Penikmat Senja-Twilight Connoisseurs

Bukit



Bukit

0Batu nisan penanda makam berderet di tengah hutan karet yang terlindung dari pandangan orang luar. Besar-kecil, tinggi-pendek, beragam bentuk tergantung pilihan dari keluarga yang ditinggalkan. Daun kering dari pohon karet berserakan menutupi tanah makam yang terlihat suram walau tersusun rapi.     

Aku menahan napas saat membayangkan aku akan berada di salah satu deret makam ini suatu hari nanti. Tanpa Ayah, kedua adikku, Opa dan Oma, juga mungkin tanpa Bunda.     

Astro menggenggam tanganku lebih erat dan menarikku lebih dekat padanya. Dia yang membimbing langkah menuju satu nisan paling ujung. Nisan kecil dan ramping yang bertuliskan "Pitaloka" saat kami sampai di depannya.     

"Makam nenek?" aku bertanya walau aku tak mengharapkan jawaban.     

Astro menggumam mengiyakan, "Lahan di sebelah sengaja dikosongin buat kakek Arya."     

Entah bagaimana tiba-tiba aku bergidik dan jantungku berdetak lebih kencang. Aku membayangkan lahan kosong di sebelah makam Ayah, yang mungkin untuk Bunda. Kurasa aku tahu kenapa Astro bisa dengan mudah menebak Bunda masih hidup sampai sekarang atau tidak.     

Aku mengikuti Astro duduk bersila menghadap makam neneknya, lalu menatap makam di sebelah makam nenek Pita, tertulis "Perwira Wisesa". Itu pasti makam Kakek Wira.     

Aku mengelus jari Astro dalam diam sambil mengedarkan pandanganku. Aku tidak merasa takut atau khawatir. Namun menatap deretan batu nisan disela kabut tipis pagi buta dengan cahaya remang-remang membuat hatiku disergap rasa sepi.     

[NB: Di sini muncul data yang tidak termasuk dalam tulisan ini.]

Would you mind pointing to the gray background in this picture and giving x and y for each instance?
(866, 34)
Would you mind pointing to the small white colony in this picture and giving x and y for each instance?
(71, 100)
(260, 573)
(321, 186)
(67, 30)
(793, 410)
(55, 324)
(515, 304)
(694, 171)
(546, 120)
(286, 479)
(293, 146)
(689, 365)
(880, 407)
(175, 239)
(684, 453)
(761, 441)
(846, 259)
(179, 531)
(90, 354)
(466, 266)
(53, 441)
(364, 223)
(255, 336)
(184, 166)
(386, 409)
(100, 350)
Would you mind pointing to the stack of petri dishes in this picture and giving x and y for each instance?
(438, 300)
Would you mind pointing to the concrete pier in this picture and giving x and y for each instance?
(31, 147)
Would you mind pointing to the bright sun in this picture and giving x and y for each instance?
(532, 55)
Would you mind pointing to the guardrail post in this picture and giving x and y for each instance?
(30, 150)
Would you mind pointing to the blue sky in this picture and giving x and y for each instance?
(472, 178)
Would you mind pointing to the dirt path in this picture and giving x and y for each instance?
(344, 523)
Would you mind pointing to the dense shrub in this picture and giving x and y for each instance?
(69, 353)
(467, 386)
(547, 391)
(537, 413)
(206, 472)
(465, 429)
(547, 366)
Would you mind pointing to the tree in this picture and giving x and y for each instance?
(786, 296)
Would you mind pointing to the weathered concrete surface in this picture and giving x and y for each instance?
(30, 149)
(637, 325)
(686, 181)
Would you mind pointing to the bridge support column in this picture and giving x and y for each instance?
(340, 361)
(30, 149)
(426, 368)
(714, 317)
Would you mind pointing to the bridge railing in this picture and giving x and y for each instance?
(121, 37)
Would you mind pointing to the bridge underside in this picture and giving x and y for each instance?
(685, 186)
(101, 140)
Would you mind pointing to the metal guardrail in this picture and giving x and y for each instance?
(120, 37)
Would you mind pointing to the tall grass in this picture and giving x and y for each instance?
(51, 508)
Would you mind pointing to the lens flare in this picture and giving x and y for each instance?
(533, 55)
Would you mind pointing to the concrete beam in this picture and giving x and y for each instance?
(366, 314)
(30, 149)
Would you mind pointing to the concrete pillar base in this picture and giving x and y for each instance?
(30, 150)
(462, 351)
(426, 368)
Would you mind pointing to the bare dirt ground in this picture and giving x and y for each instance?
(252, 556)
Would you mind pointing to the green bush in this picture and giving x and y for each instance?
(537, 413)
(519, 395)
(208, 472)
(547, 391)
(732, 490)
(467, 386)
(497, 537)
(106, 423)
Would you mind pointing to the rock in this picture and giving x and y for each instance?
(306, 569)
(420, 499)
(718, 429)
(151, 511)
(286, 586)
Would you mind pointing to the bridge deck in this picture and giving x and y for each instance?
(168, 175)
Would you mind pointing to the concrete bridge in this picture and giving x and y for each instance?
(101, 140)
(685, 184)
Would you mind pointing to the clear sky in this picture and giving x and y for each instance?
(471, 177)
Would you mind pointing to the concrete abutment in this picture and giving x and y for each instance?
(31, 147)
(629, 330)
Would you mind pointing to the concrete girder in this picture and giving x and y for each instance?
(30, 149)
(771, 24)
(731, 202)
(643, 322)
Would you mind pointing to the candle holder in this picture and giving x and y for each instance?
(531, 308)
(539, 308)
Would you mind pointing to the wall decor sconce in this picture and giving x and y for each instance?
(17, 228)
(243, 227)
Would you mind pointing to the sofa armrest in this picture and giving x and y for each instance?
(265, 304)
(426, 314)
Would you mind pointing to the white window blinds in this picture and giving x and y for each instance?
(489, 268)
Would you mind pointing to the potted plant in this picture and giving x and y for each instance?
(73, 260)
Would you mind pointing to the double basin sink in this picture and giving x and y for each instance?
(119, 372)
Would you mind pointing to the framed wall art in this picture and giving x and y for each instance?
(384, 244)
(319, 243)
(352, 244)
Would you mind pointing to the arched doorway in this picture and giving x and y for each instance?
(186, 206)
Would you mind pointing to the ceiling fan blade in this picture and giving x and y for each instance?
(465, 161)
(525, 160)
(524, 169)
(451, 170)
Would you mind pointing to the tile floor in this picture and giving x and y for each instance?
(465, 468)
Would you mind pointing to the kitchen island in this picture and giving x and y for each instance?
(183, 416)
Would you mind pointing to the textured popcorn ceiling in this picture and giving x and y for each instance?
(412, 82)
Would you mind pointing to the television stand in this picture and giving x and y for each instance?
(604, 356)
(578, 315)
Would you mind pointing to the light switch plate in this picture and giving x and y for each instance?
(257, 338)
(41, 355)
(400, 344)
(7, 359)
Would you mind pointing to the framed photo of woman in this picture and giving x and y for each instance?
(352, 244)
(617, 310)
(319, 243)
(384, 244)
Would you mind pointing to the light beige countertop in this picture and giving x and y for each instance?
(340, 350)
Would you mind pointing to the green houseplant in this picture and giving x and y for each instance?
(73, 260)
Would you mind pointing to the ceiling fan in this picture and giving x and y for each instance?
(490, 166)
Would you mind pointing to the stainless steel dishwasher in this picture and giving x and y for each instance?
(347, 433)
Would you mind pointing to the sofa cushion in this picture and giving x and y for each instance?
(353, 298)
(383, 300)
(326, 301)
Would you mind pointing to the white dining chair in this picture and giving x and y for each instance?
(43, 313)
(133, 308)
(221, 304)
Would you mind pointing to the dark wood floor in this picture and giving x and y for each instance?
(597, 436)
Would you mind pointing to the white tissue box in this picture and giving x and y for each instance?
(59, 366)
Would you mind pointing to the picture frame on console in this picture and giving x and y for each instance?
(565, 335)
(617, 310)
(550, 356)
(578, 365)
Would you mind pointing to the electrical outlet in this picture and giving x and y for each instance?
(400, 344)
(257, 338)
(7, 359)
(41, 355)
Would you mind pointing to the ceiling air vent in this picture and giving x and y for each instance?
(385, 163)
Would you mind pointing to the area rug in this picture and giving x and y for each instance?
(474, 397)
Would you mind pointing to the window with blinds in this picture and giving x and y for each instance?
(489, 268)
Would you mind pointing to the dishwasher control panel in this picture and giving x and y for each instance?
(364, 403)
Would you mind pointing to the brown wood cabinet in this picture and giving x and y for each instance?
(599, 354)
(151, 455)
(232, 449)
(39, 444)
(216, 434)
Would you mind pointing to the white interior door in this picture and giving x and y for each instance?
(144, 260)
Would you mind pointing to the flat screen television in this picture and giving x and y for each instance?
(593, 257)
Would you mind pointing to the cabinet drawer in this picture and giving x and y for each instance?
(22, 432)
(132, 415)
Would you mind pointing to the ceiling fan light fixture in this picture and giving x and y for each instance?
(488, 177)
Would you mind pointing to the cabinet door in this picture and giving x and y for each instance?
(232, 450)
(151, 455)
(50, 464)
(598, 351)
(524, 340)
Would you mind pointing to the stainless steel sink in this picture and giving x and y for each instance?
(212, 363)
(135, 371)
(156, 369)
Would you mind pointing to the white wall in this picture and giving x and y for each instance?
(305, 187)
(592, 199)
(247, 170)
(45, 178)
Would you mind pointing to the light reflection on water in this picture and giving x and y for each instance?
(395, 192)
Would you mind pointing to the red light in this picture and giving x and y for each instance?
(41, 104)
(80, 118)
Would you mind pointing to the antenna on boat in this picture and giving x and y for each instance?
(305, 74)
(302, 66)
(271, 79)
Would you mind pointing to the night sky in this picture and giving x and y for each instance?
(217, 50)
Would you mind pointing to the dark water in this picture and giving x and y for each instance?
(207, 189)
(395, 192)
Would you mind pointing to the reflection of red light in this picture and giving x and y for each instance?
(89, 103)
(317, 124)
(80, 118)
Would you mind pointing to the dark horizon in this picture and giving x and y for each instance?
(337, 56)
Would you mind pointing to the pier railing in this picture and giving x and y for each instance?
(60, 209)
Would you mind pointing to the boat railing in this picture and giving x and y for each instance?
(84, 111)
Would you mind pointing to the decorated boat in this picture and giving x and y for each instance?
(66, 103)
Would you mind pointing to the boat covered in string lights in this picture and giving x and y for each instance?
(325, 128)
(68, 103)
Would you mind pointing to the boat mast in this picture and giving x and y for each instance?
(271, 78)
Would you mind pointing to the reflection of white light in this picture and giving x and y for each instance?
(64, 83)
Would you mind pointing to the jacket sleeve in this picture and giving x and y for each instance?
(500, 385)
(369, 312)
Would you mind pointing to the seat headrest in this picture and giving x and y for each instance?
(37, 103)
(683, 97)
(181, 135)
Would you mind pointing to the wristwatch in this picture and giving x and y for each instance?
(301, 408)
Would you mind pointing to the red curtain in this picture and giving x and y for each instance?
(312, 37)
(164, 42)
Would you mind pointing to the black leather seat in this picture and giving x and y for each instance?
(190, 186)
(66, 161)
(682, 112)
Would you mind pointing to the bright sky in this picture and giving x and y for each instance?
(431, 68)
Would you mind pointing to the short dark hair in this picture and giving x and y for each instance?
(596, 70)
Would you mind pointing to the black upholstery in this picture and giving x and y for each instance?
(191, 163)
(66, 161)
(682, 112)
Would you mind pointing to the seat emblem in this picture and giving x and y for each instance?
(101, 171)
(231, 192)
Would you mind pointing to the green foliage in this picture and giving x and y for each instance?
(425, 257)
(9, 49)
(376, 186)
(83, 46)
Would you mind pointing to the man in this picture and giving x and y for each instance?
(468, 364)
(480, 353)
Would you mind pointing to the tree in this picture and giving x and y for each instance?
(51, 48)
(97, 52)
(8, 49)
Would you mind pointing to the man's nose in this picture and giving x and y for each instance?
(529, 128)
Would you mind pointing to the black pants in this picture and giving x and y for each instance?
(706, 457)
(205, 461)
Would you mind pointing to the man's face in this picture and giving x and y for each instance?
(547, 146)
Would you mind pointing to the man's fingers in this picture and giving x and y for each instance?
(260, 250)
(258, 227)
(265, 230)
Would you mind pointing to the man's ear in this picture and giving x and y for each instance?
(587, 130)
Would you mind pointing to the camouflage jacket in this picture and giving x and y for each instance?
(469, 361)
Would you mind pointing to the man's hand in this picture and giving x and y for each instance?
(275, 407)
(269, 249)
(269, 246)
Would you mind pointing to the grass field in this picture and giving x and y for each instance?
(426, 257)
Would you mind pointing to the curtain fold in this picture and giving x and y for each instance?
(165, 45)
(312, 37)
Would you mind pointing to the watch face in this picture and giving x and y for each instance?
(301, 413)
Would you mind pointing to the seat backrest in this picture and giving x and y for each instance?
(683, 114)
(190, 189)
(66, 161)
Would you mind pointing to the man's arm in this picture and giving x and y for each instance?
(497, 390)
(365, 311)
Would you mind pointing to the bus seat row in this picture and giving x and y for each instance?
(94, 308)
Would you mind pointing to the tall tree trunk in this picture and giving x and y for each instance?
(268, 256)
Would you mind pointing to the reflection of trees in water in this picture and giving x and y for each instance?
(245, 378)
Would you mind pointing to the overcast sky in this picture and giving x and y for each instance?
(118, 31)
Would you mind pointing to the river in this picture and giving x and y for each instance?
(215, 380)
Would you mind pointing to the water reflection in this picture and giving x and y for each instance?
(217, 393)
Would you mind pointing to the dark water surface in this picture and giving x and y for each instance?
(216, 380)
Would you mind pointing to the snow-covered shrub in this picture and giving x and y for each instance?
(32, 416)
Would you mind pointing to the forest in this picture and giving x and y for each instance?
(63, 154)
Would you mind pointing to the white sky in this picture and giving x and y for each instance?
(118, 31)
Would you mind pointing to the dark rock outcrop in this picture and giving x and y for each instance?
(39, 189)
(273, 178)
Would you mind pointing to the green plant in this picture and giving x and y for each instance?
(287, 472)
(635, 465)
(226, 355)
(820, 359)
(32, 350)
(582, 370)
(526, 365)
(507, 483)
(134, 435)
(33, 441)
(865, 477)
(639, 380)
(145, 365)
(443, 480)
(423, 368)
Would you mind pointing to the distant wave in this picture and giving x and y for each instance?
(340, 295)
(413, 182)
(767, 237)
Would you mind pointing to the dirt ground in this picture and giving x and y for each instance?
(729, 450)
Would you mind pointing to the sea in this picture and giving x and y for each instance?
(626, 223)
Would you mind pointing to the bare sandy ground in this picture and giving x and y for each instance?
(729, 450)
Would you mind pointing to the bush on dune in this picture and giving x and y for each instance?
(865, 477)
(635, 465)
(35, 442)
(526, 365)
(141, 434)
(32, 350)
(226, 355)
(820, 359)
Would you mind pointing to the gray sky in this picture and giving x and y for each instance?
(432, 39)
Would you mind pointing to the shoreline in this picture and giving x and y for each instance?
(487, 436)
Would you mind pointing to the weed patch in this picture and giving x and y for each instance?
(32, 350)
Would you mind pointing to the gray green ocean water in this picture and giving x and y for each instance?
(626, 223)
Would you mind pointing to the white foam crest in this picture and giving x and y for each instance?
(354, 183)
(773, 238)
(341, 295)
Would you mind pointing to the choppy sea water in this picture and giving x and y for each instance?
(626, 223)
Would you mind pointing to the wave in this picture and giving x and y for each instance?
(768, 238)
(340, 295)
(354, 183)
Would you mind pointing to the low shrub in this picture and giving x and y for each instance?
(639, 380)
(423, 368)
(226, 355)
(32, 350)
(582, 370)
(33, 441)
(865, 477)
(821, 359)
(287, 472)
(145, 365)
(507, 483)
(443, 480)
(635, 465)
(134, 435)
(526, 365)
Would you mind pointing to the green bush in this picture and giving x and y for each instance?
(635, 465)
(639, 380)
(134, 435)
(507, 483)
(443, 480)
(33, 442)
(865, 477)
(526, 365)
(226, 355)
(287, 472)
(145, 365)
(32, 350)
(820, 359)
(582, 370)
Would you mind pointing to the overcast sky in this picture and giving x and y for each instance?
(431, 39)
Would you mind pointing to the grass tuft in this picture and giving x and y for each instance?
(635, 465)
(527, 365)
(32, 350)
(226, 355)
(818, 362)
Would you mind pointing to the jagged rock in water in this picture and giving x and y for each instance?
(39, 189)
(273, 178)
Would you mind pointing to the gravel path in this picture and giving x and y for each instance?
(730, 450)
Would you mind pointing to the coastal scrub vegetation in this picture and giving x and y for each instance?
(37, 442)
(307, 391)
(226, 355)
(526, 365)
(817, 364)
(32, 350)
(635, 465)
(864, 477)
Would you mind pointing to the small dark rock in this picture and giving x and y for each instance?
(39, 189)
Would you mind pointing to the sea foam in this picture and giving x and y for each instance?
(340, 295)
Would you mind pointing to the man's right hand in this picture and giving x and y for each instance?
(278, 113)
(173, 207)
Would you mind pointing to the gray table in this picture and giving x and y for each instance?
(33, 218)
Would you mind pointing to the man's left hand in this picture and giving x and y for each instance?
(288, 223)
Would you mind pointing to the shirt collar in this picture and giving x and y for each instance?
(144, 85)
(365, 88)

"Kamu mau tau gimana nenek Pita meninggal?" tiba-tiba saja Astro bertanya.     

Aku menoleh padanya, "Gimana?"     

Astro menatapku lekat, "Nenek sakit Alzheimer beberapa tahun. Meninggalnya beberapa bulan setelah aku lahir. Aku sama sekali belum pernah ketemu."     

Aku mengelus wajahnya perlahan. Dia memang terlihat tenang, tapi ada sedikit semburat kesedihan di tatapan matanya.     

Astro mengalihkan tatapannya ke makam neneknya dan menatapnya dengan tatapan sendu, "Ayah ngabisin banyak waktu sama nenek sampai ga sempet nemenin ibu waktu ibu hamil tua atau sekadar bantu ngurusin aku di awal-awal aku lahir. Ibu sempet stress waktu itu."     

Apakah itu sebabnya Ibu kesulitan mengelola dirinya sendiri setelah melahirkan Astro? Ibu pernah bercerita padaku Ibu pernah merasa tak tahu harus melakukan apa padahal ada orang lain yang membantunya mengurus Astro saat masih bayi.     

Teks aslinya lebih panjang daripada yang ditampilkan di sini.